The Scottish company has been given $3.1m by the defence department's research agency DARPA to clone cows genetically engineered with antibodies designed to counter "unconventional pathogens" – military terminology for germ warfare weapons. Defence officials have become increasingly concerned that rogue states such as North Korea and Iraq have developed germ warfare weapons using virulent forms of diseases such as anthrax and tuberculosis. PPL plans to take cow cells and replace some of the bovine genes with human antibody genes. These antibodies will then be manipulated to combat germ warfare attacks. PPL will then take the cow cells and clone complete cows, which will in turn be bred to produce a herd of antibody producing cows.
However, the technology could take several years to develop. It could also help fight other diseases, said PPL managing director Ron James: "The department wants us to get the cows to produce the antibodies to defeat germ attacks, but the technology could also be used to develop drugs to combat diseases such as rabies, tetanus and rhesus."
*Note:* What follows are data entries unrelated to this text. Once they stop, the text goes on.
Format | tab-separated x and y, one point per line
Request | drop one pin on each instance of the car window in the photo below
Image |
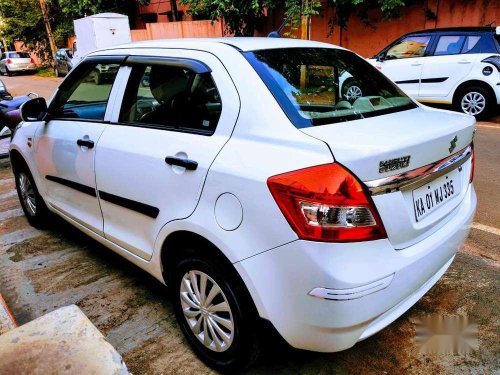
412	46
470	43
19	55
317	86
449	45
87	97
171	97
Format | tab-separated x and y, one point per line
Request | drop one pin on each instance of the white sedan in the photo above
235	171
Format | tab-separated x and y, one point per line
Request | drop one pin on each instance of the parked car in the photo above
454	66
62	62
16	62
234	171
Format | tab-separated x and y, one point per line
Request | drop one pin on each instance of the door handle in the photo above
85	143
190	165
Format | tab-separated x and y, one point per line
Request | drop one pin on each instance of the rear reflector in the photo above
327	203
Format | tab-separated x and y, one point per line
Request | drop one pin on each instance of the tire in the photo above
351	91
240	348
475	101
31	201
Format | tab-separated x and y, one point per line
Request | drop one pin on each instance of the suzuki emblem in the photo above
453	144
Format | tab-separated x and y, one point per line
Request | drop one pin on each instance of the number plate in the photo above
435	194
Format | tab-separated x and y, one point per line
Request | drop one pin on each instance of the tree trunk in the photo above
173	8
48	28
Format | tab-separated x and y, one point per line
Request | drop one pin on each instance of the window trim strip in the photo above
195	65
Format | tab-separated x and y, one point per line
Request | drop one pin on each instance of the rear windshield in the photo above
19	55
317	86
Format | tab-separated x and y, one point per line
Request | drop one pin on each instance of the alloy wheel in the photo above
473	103
27	193
207	311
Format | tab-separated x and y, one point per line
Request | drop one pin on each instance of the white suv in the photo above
455	66
234	171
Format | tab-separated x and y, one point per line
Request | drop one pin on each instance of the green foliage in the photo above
22	19
243	17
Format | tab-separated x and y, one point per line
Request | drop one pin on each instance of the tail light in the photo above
327	203
472	162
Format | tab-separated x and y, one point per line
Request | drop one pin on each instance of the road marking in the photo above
486	228
488	126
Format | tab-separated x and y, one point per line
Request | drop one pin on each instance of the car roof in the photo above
239	43
482	29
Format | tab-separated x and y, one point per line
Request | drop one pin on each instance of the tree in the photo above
243	17
22	19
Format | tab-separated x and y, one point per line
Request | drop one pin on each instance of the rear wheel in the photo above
31	201
214	315
475	101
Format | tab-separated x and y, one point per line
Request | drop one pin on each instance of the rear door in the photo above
403	62
177	112
65	146
448	65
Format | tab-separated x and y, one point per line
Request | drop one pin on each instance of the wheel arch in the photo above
472	83
185	243
17	160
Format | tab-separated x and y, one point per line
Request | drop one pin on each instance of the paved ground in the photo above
43	270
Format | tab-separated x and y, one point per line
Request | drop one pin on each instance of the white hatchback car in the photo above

The news came as PPL announced a pounds 45m share sale, to help finance development of its AAT anti- emphysema treatment, stem cell therapies and xenotransplant technology. Mr James said he was confident that investors would buy the shares, despite the weakness in the equity market that caused Aortech to scale back a similar offer: "Unlike Aortech we are not issuing the shares to build up a warchest, nor are any of the directors selling shares and, moreover, the sale has been flagged for months."
PPL said losses last year shrank to pounds 12m from pounds 14.4m in 1999 as the company cut its spending on research and development. Mr James said R&D spending will now rise again following the joint venture agreement with German pharmaceuticals company Bayer to develop its AAT treatment. The anti-emphysema drug will enter stage III clinical trials "within months".